|Andromache | Ανδρομάχη (mydespair) wrote in nevermore_logs,|
@ 2016-10-03 08:33:00
|Entry tags:||andromache, hector|
Who: Andromache, Hector
When: Monday, after school
Where: Outside Andie's school
Today had been like any other day. Andromache awoke, showered, and went to work. Even with the mass population of immortals hanging around, life had become rather predictable. Of course, mortal children made her life increasingly stressful on a daily basis but what did she expect from being a high school teacher? She had raised four boys of her own in her prime, she knew what teenage boys were thinking. And she had been a teenage girl once herself, so she knew what girls their age thought about. It wasn't always the best idea cramming a bunch of hormonal teenagers in a room together all day long. Even with her own maternal instincts she couldn't always keep the peace in her classroom. Today had been one of those days. Monday's were never easy, especially for teachers who had recuperated over the weekend only to rinse and repeat the next week.

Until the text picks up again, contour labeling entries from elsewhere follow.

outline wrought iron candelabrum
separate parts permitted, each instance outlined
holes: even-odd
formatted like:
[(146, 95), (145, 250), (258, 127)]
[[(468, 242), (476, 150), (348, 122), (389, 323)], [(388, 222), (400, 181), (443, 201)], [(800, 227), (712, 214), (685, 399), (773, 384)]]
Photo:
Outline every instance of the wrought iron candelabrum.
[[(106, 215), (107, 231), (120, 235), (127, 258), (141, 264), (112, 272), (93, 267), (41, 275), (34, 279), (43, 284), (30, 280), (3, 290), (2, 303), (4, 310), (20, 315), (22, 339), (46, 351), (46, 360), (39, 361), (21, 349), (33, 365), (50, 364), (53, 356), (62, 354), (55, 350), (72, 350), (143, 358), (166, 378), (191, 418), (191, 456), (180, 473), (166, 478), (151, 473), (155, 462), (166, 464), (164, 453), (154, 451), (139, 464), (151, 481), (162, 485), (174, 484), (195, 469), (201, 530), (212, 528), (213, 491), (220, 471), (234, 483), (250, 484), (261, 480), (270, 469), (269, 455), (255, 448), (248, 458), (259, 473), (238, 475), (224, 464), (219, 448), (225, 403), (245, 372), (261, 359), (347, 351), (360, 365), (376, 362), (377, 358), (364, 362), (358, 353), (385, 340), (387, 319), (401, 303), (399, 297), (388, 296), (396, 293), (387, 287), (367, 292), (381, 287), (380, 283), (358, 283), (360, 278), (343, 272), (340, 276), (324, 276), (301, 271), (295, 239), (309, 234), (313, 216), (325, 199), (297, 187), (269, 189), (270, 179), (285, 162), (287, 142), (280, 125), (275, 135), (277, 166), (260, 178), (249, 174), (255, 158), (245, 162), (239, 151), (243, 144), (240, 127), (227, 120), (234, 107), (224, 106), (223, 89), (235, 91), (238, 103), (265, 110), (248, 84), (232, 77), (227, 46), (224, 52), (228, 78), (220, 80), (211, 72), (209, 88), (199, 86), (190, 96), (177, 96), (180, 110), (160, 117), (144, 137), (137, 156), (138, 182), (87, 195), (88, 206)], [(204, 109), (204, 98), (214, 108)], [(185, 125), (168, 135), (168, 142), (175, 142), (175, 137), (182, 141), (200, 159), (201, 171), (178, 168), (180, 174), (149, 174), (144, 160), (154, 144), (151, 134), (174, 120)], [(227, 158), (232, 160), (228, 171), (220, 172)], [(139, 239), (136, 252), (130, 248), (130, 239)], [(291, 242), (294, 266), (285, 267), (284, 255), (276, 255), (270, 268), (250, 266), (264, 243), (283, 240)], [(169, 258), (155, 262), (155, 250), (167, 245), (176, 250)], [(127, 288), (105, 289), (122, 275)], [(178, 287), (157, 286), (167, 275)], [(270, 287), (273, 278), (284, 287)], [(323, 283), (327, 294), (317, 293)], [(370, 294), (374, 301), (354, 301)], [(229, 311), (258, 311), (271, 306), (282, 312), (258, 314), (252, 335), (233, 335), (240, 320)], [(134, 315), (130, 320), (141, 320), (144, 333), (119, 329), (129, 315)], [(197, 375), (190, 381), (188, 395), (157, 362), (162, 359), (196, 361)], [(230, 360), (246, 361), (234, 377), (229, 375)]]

Like any other Monday, students had shuffled in and out all day with varying degrees of attentiveness and snark. By the time the last bell rang Andromache was at her wits end. She waved the last students out her door and then sank into the nearest seat with a loud groan. She was waiting for a student who had planned to come by for a recipe Andromache had promised. A few minutes passed by before the girl appeared in the doorway. Andromache stood up and went to the cabinet where she kept all of the recipe's and books. She found the copy she had made and handed it over, "You can keep that if you like. I have the original."
The girl smiled and nodded, "Thanks, Miss Tros. My mom says thanks in advance."
Andromache smiled, "Tell her you're welcome for me. And enjoy." She waved the girl off before cleaning up whatever messes hadn't been picked up. For the most part, her students were good about cleaning up after themselves, but they always missed something. Monday's and Friday's were the worst days.
It took about fifteen minutes for her to finish putting dishes and ingredients away, then she grabbed her things and locked the door behind her. There were only a few students left when she made her way out the front of the school. She stopped briefly to dust off some flour from her shirt. "Go home, guys," she said to some students a few feet away. There was no point sticking around when they likely had homework or other after school events. She waited until the students left before heading down the steps.